The Washington Post's Style Invitational asked readers to take any word from the dictionary, alter it by adding, subtracting or changing one letter, and supply a new definition. Here are some recent winners:
Bozone (n.): The substance surrounding stupid people that stops bright ideas from penetrating. The bozone layer, unfortunately, shows little sign of breaking down in the near future.
Reintarnation: Coming back to life as a hillbilly.
Foreploy (v): Any misrepresentation about yourself for the purpose of obtaining sex.
Cashtration (n.): The act of buying a house, which renders the subject financially impotent for an indefinite period.
Giraffiti (n): Vandalism spray-painted very, very high.
Tatyr: A lecherous Mr.

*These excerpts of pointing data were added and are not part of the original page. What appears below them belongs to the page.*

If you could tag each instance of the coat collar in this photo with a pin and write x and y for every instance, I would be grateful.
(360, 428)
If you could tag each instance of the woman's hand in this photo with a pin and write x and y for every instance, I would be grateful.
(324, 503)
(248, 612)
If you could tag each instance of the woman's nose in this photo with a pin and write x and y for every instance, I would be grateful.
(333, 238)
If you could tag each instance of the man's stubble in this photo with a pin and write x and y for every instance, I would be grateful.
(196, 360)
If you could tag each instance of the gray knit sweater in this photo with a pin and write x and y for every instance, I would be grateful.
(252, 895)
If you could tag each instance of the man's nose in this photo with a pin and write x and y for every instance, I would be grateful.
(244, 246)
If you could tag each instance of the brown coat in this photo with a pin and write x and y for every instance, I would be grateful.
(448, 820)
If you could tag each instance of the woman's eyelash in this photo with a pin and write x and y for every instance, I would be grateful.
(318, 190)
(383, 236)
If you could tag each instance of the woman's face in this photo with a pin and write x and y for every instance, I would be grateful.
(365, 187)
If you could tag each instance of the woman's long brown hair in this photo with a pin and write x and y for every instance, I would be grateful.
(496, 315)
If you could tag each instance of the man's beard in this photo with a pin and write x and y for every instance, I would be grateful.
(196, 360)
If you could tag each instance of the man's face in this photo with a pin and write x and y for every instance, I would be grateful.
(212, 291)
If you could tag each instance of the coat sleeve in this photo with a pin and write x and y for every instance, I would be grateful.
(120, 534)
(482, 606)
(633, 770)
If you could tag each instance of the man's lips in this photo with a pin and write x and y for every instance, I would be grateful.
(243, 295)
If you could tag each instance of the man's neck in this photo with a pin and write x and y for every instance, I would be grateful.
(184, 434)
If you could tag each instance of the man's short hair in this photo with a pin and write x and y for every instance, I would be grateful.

Potato Head.
Sarchasm (n): The gulf between the author of sarcastic wit and the recipient who doesn't get it.
Inoculatte (v): To take coffee intravenously when you are running late.
Hipatitis: Terminal coolness.
Osteopornosis (n): A degenerate disease. (This one got extra credit.)
Burglesque (n): A poorly planned break-in. (See: Watergate)
Karmageddon (n): It's like, when everybody is sending off all these really bad vibes, right? And then, like, the Earth explodes and it's like a serious bummer.
Decafalon (n.): The grueling event of getting through the day consuming only things that are good for you.
Glibido: All talk and no action.
Dopeler effect: The tendency of stupid ideas to seem smarter when they come at you rapidly.
Arachnoleptic fit (n.): The frantic dance performed just after you've accidentally walked through a spider web.
Beelzebug (n.): Satan in the form of a mosquito that gets into your bedroom at three in the morning and cannot be cast out.
Caterpallor (n.): The color you turn after finding half a grub in the fruit you're eating.
Intaxication: Euphoria at getting a refund from the IRS, which lasts until you realize it was your money to start with.
Ignoranus: A person who's both stupid & an... (infelicitous: American slang for co-worker)
Contratemps: the resentment permanent workers feel toward the fill-in workers.
Vaseball: a game of catch played by children in the living room.
Acme: a generic skin disease.
Doltergeist: a spirit that decides to haunt someplace stupid, such as your septic tank.